### Mid-term for HDS5210

Your supervisor is concerned about 4-year survival risks for COPD. She has asked for you to do some analysis using a new metric, BODE. BODE is an improvement on a previous metric and promises to provide insight on survival risks.

BODE is defined here. https://www.mdcalc.com/calc/3916/bode-index-copd-survival#evidence

Your assignment is to create a BODE calculation, use it to calculate BODE scores and BODE survival rates for a group of patients. Then we want to evaluate the average BODE scores and BODE survival rates for each area hospital.

Your patient input file will have the following columns:
NAME,SSN,LANGUAGE,JOB,HEIGHT_M,WEIGHT_KG,fev_pct,dyspnea_description,distance_in_meters,hospital

BODE calculations require a BMI value, so you will have to create a function for it.

Your output should be in the form of two CSV files, patient_output.csv and hospital_output.csv.

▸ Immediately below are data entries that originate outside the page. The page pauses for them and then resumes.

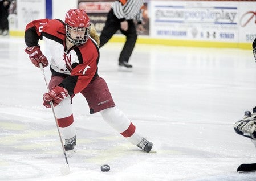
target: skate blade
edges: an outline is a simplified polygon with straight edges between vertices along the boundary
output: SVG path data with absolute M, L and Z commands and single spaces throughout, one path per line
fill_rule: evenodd
M 151 149 L 151 150 L 149 152 L 149 153 L 157 153 L 156 150 L 154 149 L 153 147 Z

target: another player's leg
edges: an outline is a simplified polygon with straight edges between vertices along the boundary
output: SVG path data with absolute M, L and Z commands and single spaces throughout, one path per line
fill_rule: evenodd
M 50 89 L 59 85 L 63 79 L 63 78 L 60 76 L 53 77 L 49 83 Z M 75 151 L 74 147 L 76 145 L 71 97 L 68 96 L 64 98 L 58 105 L 54 107 L 54 110 L 60 132 L 65 141 L 65 151 L 68 155 L 71 156 Z
M 116 107 L 105 109 L 100 112 L 103 119 L 113 128 L 127 138 L 132 144 L 148 153 L 153 143 L 145 139 L 136 126 Z
M 126 40 L 120 54 L 118 65 L 120 71 L 131 71 L 132 65 L 129 64 L 128 61 L 135 46 L 137 34 L 133 21 L 132 20 L 127 21 L 129 27 L 128 30 L 125 31 L 121 30 L 122 34 L 126 36 Z

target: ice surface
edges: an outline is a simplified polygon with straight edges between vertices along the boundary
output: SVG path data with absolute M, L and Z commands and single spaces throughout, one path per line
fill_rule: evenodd
M 43 42 L 42 50 L 47 55 Z M 132 72 L 117 71 L 123 44 L 100 50 L 99 75 L 117 106 L 154 144 L 146 153 L 74 99 L 77 149 L 66 161 L 39 68 L 23 38 L 0 38 L 1 180 L 256 180 L 236 172 L 255 163 L 255 148 L 233 129 L 256 105 L 250 50 L 136 44 Z M 50 73 L 45 69 L 48 79 Z M 109 164 L 108 172 L 100 171 Z

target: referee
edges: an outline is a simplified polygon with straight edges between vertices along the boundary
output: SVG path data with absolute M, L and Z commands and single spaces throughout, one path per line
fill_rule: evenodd
M 121 71 L 131 71 L 132 65 L 128 64 L 137 34 L 133 19 L 138 24 L 138 30 L 144 31 L 142 22 L 143 0 L 116 0 L 107 15 L 105 26 L 100 36 L 99 48 L 103 46 L 111 37 L 120 30 L 126 36 L 126 41 L 119 59 Z

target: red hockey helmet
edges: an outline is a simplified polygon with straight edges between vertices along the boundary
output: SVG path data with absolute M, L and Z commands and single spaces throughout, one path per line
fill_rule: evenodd
M 66 18 L 66 34 L 68 40 L 75 45 L 84 44 L 90 35 L 90 19 L 84 9 L 70 9 Z

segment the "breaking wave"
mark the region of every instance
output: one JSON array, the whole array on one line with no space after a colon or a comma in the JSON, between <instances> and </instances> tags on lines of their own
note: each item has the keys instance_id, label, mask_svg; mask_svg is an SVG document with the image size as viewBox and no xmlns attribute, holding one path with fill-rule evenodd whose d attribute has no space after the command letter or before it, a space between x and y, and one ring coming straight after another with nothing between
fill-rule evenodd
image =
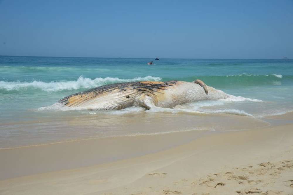
<instances>
[{"instance_id":1,"label":"breaking wave","mask_svg":"<svg viewBox=\"0 0 293 195\"><path fill-rule=\"evenodd\" d=\"M160 77L151 76L145 77L136 77L131 79L122 79L112 77L99 77L91 79L81 76L75 81L52 81L49 82L37 81L31 82L0 81L0 90L24 91L33 89L40 90L47 92L57 92L92 88L117 83L142 80L157 81L161 80Z\"/></svg>"}]
</instances>

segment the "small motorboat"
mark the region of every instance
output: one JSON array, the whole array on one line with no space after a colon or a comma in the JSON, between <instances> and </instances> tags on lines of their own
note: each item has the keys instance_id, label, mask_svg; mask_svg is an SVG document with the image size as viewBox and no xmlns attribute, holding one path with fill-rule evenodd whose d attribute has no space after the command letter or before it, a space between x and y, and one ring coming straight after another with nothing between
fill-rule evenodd
<instances>
[{"instance_id":1,"label":"small motorboat","mask_svg":"<svg viewBox=\"0 0 293 195\"><path fill-rule=\"evenodd\" d=\"M153 65L153 61L151 61L150 62L146 64L148 65Z\"/></svg>"}]
</instances>

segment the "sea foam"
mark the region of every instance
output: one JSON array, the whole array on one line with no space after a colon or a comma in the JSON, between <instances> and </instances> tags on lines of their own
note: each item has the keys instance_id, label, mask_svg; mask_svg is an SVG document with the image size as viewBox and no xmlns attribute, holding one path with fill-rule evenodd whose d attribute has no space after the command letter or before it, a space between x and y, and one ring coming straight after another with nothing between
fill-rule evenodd
<instances>
[{"instance_id":1,"label":"sea foam","mask_svg":"<svg viewBox=\"0 0 293 195\"><path fill-rule=\"evenodd\" d=\"M25 91L33 89L47 92L57 92L92 88L116 83L142 80L157 81L161 80L161 78L160 77L155 77L151 76L145 77L136 77L130 79L122 79L112 77L105 78L99 77L91 79L81 76L75 81L52 81L48 82L37 81L31 82L0 81L0 89L4 89L7 91Z\"/></svg>"}]
</instances>

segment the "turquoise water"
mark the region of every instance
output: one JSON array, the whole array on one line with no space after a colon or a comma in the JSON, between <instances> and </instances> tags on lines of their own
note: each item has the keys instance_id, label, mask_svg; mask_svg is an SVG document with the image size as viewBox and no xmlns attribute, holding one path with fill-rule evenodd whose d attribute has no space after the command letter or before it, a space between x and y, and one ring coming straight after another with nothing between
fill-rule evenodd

Patient_output will have the following columns:
NAME,BODE_SCORE,BODE_RISK,HOSPITAL

Hospital output will have the following columns:
HOSPITAL_NAME, COPD_COUNT, PCT_OF_COPD_CASES_OVER_BEDS, AVG_SCORE, AVG_RISK

Each function you create should have documentation and a suitable number of test cases. If the input data could be wrong, make sure to raise a Value Error.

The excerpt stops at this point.